CATT-Acoustic features The Universal Cone Tracer (TUCT) analysis engine. TUCT uses several different algorithms for prediction, depending upon the specific room being modeled, and addresses the shortcomings of the original randomized tail-corrected cone-tracing (RTC), a method Dalenbäck developed. TUCT excels in auralization of open spaces and rooms having flutter echo problems, as well as large venues having high absorption. For these spaces it uses an algorithm that is not based on randomizing the direction of diffuse rays. Instead, it literally splits up rays into many diffuse sub-rays that continue to propagate.

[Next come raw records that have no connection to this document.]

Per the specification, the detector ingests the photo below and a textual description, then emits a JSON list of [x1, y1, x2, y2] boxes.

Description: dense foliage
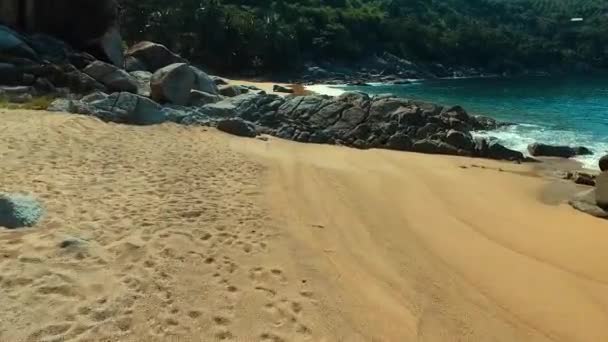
[[119, 0, 608, 73]]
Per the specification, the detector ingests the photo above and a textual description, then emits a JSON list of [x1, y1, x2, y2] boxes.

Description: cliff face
[[0, 0, 123, 66]]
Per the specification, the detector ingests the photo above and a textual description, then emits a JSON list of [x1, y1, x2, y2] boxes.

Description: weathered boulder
[[0, 193, 44, 229], [129, 70, 152, 97], [189, 90, 222, 106], [599, 155, 608, 172], [83, 61, 138, 93], [190, 66, 218, 95], [217, 118, 257, 138], [487, 141, 524, 161], [126, 41, 187, 72], [98, 26, 124, 67], [573, 172, 596, 186], [150, 63, 195, 105], [211, 76, 229, 86], [527, 143, 592, 158], [0, 86, 35, 102]]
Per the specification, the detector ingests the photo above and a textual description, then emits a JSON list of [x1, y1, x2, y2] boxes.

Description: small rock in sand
[[0, 193, 44, 229]]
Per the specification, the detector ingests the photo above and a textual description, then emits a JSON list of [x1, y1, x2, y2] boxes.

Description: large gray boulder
[[412, 139, 464, 156], [83, 61, 138, 93], [527, 143, 592, 158], [126, 41, 187, 72], [150, 63, 195, 105], [88, 92, 166, 125], [0, 193, 44, 229]]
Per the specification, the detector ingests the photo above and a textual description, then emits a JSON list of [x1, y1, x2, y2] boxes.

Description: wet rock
[[0, 193, 44, 229], [527, 143, 591, 158], [573, 172, 596, 186]]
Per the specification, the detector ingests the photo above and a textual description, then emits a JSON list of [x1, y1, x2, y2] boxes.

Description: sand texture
[[2, 109, 608, 341]]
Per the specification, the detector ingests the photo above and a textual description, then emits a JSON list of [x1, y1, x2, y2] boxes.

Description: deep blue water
[[342, 76, 608, 169]]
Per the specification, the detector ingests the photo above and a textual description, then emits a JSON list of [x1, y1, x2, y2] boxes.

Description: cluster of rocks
[[570, 156, 608, 219], [1, 24, 528, 163], [298, 52, 495, 85]]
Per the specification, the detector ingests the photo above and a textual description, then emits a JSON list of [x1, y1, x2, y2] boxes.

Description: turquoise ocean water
[[342, 76, 608, 169]]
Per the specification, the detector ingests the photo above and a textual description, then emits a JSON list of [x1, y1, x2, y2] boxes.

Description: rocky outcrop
[[125, 41, 187, 72], [0, 192, 44, 229], [527, 143, 592, 158], [49, 92, 166, 125]]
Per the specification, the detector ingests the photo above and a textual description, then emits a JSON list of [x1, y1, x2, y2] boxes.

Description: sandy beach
[[2, 109, 608, 341]]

TUCT avoids one of the long-standing limitations of acoustical modeling programs based on geometrical acoustics by optionally including early reflection diffraction in its calculations (for one or two edges in a reflection path as well as specular-to-diffracted and diffracted-to-specular combinations). In some cases, this allows improved accuracy for the predictions: for example, reflections from small surfaces including ceiling reflectors, sound from orchestra pits, or reflections from curved surfaces that are modeled using facets. TUCT calculates the effects of early diffraction using a secondary edge-source method based on a discrete Huygens interpretation of the Biot-Tolstoy approach that has few limitations when used for room acoustics with finite edges, and where infinite length screen formulas are not applicable.